Tuesday, June 12, 2018

LBS 850 Module Three- Tools

“Men have become the tools of their tools”
Shut up, Thoreau, we're trying to learn here...

The above notes from our class materials made me laugh. This week we delved into tools and apps, a huge umbrella under which so many different things can fall. We roughly split things into three types of tools- things for organizing, things for finding new things, and things for keeping track of your books.

I'm going to be honest- this type of week/exploration can be very overwhelming for me. So many great resources and as I explore each one, I start to ping around- "I could use this for X, Y,  and Z, and should probably go check with administration right now let me immediately sign up." To avoid this, I tried to be very selective with what I dove into, but I also was worried that I'd have some FOMO about the other apps I didn't spend time with this week. For that reason, I am going to group some resources in general lists below so I can revisit.

Even though is is an area where I have a lot of organization already in place, I was really drawn to the book organization tools shared this week. I'm already an active Goodreads user (my account is here!) and I was really excited when a classmate shared that you can set up your email signature to show your currently reading selection. This is such a good idea. I also use a reading spreadsheet developed by a Book Riot contributor, Rachel Manwill, to keep track of my statistics within a year. I wanted to share it here so others might experience the magic I have this year tracking so far! There are tons more details in this article.

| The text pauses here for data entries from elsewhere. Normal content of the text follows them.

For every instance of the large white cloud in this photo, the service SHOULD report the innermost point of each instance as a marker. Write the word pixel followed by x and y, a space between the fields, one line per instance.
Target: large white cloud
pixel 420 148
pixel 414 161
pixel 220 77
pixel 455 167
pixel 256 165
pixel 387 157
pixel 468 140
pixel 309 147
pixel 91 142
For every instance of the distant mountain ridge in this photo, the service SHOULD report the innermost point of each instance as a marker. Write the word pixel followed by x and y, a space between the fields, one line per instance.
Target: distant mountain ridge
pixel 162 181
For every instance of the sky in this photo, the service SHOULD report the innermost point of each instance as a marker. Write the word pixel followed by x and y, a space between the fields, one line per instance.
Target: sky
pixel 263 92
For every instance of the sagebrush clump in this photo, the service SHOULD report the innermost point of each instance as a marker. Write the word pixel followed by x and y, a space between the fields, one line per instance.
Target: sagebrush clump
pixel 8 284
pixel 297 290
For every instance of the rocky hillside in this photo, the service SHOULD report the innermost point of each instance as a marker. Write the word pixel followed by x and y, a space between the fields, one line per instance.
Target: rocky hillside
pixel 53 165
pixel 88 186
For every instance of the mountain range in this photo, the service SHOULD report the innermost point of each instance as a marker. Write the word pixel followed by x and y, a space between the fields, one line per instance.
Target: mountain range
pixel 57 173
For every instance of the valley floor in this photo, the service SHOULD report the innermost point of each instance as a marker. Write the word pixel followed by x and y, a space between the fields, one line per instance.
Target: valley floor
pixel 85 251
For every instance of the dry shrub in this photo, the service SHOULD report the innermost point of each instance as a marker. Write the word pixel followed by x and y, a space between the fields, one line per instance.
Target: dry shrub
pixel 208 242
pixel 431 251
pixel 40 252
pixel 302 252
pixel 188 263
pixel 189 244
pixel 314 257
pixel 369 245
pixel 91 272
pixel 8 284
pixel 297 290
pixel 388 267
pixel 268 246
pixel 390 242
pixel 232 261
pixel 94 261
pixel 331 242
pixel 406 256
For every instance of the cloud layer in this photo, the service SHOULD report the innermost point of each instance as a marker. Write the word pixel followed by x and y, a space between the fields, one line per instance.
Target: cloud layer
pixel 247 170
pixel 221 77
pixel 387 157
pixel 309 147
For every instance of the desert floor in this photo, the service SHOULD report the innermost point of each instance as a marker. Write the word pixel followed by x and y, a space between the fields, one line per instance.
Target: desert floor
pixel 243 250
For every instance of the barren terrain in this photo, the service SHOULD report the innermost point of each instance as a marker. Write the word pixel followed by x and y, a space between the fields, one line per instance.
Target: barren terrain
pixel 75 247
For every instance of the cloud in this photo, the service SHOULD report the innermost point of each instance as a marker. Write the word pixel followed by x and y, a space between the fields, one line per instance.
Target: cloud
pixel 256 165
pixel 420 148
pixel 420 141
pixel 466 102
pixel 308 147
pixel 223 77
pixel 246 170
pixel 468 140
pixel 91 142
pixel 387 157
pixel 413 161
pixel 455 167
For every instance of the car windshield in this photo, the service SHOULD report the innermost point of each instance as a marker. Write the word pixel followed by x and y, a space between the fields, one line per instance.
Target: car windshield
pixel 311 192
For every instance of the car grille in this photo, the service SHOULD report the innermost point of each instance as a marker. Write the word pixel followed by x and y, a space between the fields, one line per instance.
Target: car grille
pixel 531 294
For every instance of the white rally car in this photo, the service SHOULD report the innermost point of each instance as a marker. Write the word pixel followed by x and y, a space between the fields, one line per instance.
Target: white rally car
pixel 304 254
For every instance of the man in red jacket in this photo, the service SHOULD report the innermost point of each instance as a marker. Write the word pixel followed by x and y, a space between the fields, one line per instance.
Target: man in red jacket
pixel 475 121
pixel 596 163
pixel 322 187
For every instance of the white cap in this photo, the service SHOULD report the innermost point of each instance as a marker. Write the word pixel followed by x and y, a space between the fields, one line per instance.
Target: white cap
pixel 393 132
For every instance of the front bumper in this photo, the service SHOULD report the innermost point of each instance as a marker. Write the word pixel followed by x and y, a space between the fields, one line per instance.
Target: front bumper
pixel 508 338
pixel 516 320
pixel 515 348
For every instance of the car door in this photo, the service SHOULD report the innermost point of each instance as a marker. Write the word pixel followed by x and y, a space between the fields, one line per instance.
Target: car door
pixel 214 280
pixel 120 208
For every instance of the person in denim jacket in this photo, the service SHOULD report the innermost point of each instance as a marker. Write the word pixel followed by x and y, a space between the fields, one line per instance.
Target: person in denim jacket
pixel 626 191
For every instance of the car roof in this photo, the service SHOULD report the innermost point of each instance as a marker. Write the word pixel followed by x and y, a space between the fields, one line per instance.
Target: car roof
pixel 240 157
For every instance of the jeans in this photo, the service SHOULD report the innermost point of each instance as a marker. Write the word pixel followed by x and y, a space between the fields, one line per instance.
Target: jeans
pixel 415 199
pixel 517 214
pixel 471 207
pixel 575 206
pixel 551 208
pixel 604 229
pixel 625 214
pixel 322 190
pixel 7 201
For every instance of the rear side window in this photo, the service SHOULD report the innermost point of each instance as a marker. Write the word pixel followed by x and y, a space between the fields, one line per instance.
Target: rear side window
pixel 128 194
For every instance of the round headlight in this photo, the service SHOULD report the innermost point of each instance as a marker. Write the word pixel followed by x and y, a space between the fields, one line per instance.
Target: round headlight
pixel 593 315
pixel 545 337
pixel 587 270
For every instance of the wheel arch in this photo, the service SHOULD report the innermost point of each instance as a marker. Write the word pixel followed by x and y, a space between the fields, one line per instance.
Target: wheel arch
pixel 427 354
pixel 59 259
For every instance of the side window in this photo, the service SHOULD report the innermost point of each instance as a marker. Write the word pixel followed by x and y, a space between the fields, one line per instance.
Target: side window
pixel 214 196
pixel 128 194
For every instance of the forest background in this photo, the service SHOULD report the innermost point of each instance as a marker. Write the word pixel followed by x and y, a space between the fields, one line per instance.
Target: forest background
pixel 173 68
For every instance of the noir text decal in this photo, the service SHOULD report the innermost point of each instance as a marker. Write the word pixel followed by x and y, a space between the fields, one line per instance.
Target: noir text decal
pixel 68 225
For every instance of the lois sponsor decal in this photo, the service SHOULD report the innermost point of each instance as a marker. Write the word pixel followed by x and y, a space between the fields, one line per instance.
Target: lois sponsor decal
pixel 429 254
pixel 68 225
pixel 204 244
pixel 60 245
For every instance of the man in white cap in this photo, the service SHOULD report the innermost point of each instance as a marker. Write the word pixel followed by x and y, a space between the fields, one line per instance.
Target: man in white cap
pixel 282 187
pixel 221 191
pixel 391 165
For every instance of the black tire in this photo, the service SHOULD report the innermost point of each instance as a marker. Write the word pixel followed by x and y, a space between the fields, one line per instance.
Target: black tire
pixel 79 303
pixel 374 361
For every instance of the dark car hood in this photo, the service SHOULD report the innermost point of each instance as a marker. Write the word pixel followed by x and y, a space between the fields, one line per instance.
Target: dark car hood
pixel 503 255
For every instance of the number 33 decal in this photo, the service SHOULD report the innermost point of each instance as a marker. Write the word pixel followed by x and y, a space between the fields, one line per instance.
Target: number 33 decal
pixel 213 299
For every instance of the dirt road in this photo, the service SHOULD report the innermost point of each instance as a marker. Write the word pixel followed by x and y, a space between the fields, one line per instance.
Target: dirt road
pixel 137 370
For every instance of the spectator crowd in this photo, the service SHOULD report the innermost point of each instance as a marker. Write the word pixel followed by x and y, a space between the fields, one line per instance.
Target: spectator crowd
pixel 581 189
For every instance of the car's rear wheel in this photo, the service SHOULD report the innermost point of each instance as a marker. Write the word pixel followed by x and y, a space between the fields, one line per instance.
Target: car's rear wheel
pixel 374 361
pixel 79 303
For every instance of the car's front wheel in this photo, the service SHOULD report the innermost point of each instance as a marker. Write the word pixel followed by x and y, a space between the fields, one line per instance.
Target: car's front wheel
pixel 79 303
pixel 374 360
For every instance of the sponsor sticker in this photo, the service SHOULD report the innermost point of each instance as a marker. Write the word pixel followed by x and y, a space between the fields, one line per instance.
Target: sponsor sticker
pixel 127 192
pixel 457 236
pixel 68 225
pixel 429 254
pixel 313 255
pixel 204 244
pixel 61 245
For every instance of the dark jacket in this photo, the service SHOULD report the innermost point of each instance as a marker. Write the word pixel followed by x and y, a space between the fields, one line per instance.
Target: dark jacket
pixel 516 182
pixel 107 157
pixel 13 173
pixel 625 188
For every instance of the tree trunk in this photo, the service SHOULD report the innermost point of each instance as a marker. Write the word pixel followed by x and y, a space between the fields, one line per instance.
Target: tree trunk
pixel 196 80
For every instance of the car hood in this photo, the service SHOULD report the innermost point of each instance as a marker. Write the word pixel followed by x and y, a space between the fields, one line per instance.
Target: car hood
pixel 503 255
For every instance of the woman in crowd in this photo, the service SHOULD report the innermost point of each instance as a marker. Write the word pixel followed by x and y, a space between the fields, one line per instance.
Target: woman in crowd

For further tool research, I felt most comforted by the articles and posts that rounded up a ton of links for exploring down the road. The list of best websites for teaching and learning from AASL is definitely one I'll be returning to. I was also really drawn to Livebinders- especially the examples set up to walk students through certain units or summer reading programs. This is something I can see myself setting up as I gather resources for grade levels or teachers around standards and yearly projects.

More for further reading later:
Educational Technology and Mobile Learning. 31 Educational Web Tools Every Teacher Should Know About. http://www.educatorstechnology.com/2013/12/the-31-educational-web-tools-every.html Links to an external site.
Google Tools for Educators - https://www.google.com/edu/products/productivity-tools/ Links to an external site.
Joquetta Johnson. Google LiveBinder. - http://livebinders.com/play/play_or_edit?id=3803 Links to an external site.
In summation, from the Kellet article: If you have multiple tools/apps to do the same job something is wrong. DAMN!

Basically, I'm going to need to secure my learning targets before I commit to certain tools. I'm far too susceptible to the flashiness of new things to trust myself as all this terrific technology is presented to me. Teaching on a weekly schedule in the library as opposed to teaching on a daily schedule in the classroom really lets me set up units and use universal design to set up my year. For my first year in the library I kept a printed monthly calendar and a single paper notebook, keeping notes as things popped up that I either wanted to avoid, repeat, or anticipate for next year. As I look ahead for 2018-2019, I'll return to both my notes and these posts to pick and "perfect" (as much as possible) the tool I want myself and my students to use.